The lender is more likely to be willing to negotiate terms of repayment if the funds are kept safe. The firms then disappear with the money they have earned.

Scammers could also try to get access to personal information of a borrower, like their SSN number or bank account, in an attempt to steal funds or, even worse, a false identity. Or, they could ask for the FSA ID of a borrower–the unique login on the federal student assistance website. Scammers can steal the credentials of social media, email, and other accounts if the borrower is not careful to use unique passwords.

Velasques says that when people feel burdened with this financial albatross on their necks, they are desperate to escape it. The risk-aversion decreases because […] rewards could be so great. Velasquez believes that people think they don't have anything to loose, but borrowers actually have "a great deal to lose." It all depends on your interaction with the scammer.

What to do if you've been scammed

Scams are common and do not reflect on the abilities of a person. The scammers are always working on their tricks and devising new methods. So there's no need to be ashamed if you accidentally click the wrong links or answer the incorrect text. What happens next depends on how much is affected.

Velasquez: "There's no one-size-fits-all risk minimization/recovery program." In the event that a person's SSN was compromised, it is important to first freeze their credit in order to prevent any new credit accounts from being opened. If someone is tricked into creating a new username/password, but they have used it before, then you need to change that password across all websites.

If a scammer has lost money, it is unlikely that they will be able to recover it unless the charge on their credit card or bank transfer can be cancelled before it happens. Velasquez: "If you sent them money via Bitcoin, a wire, a money transfer, a gift card, or even a money-order, it is unlikely that you can recover the money."

It is also possible to (and highly recommended) file a complaint at the Consumer Finance Protection Bureau. These avenues may not be able to act on individual cases but the more complaints that are received, the greater the chance of them shutting down bad companies.

Does the possibility of loan forgiveness exist?

Farrington: It's important that you know that today, federal student loans are available to about 50 percent or more of borrowers. There are many options for student loan help.

Public Service Loan Forgiveness. Farrington says if you work for the government for 10 consecutive years, your loan will be forgiven. This option takes time and is complicated. Borrowers must file paperwork (the Employer Certification Form) that has been signed by the HR representative of their organization and their employer. Farrington states that scammers might offer to help you file the paperwork, but charge a fee. This is despite it being free. Scammers can also claim to be filing paperwork, but then not do so, making the borrower's situation worse.

Teacher Loan forgiveness is also an option. It takes five-years to complete. The years spent as a teacher have to be consecutive, and they must have been completed in a program that qualifies.

The federal government also offers additional ways to reduce student debt. Some of these options include joining the U.S. armed forces, working for AmeriCorps and enrolling in a program based on income. There are few forgiveness options for private loans. It depends on which lender you're dealing with.

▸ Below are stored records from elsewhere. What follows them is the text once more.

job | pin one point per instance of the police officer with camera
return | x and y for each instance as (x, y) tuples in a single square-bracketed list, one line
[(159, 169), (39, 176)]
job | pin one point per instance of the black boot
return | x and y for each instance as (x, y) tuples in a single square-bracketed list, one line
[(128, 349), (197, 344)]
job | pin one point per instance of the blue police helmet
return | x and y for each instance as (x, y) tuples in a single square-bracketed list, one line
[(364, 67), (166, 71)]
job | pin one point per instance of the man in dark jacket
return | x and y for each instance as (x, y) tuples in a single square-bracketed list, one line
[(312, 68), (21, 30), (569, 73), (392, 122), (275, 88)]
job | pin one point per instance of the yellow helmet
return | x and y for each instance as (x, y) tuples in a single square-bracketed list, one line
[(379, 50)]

To avoid these traps, there are three main points. If you haven't done so already, it is important to do so.

If you don't have a lender in mind, it is likely that the person calling, messaging, or posting on social media to try to get you to do something bad for yourself. All forgiveness programs require time, but are completely free. You can find all the information about forgiveness programs by visiting a legitimate website.

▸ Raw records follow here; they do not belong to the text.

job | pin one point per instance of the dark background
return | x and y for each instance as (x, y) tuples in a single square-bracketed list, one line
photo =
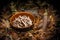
[(56, 5)]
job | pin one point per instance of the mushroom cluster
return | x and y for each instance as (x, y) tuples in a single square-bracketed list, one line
[(22, 22)]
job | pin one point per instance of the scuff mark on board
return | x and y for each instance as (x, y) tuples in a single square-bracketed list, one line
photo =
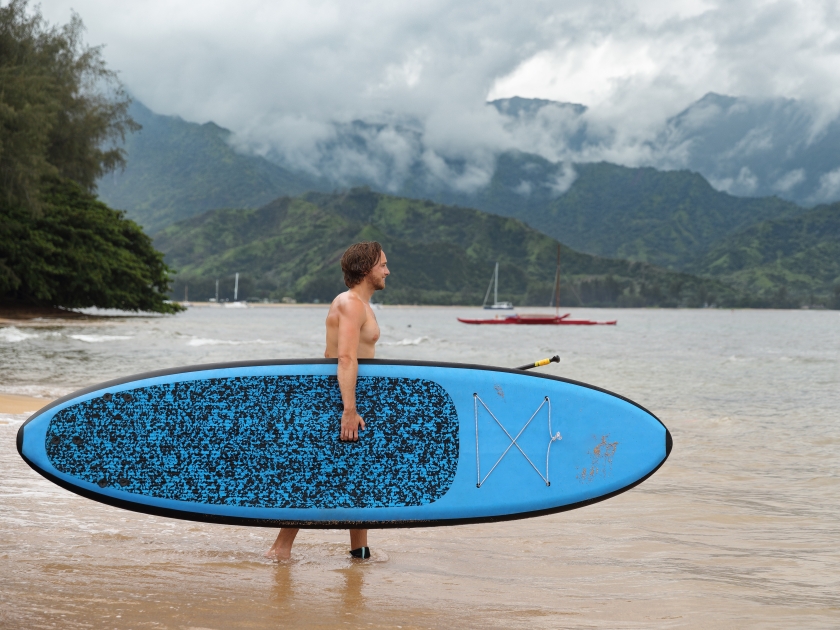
[(601, 456)]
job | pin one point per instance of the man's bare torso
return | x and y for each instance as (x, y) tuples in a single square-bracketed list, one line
[(369, 333)]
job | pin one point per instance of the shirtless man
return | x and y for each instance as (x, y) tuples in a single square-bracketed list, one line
[(352, 333)]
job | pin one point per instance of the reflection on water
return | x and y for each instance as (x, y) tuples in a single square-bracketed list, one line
[(739, 528)]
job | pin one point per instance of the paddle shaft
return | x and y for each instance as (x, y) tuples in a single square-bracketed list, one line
[(540, 363)]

Knowledge is the most powerful tool. By becoming familiar with the various options available, you can minimize any dangers. There are many dangers in the world. But with the proper tools, we can keep ourselves safe.


  • owenbarrett

    I'm Owen Barrett, a 31-year-old educational blogger and traveler. I enjoy writing about the places I've visited and sharing educational content about travel and culture. When I'm not writing or traveling, I like spending time with my family and friends.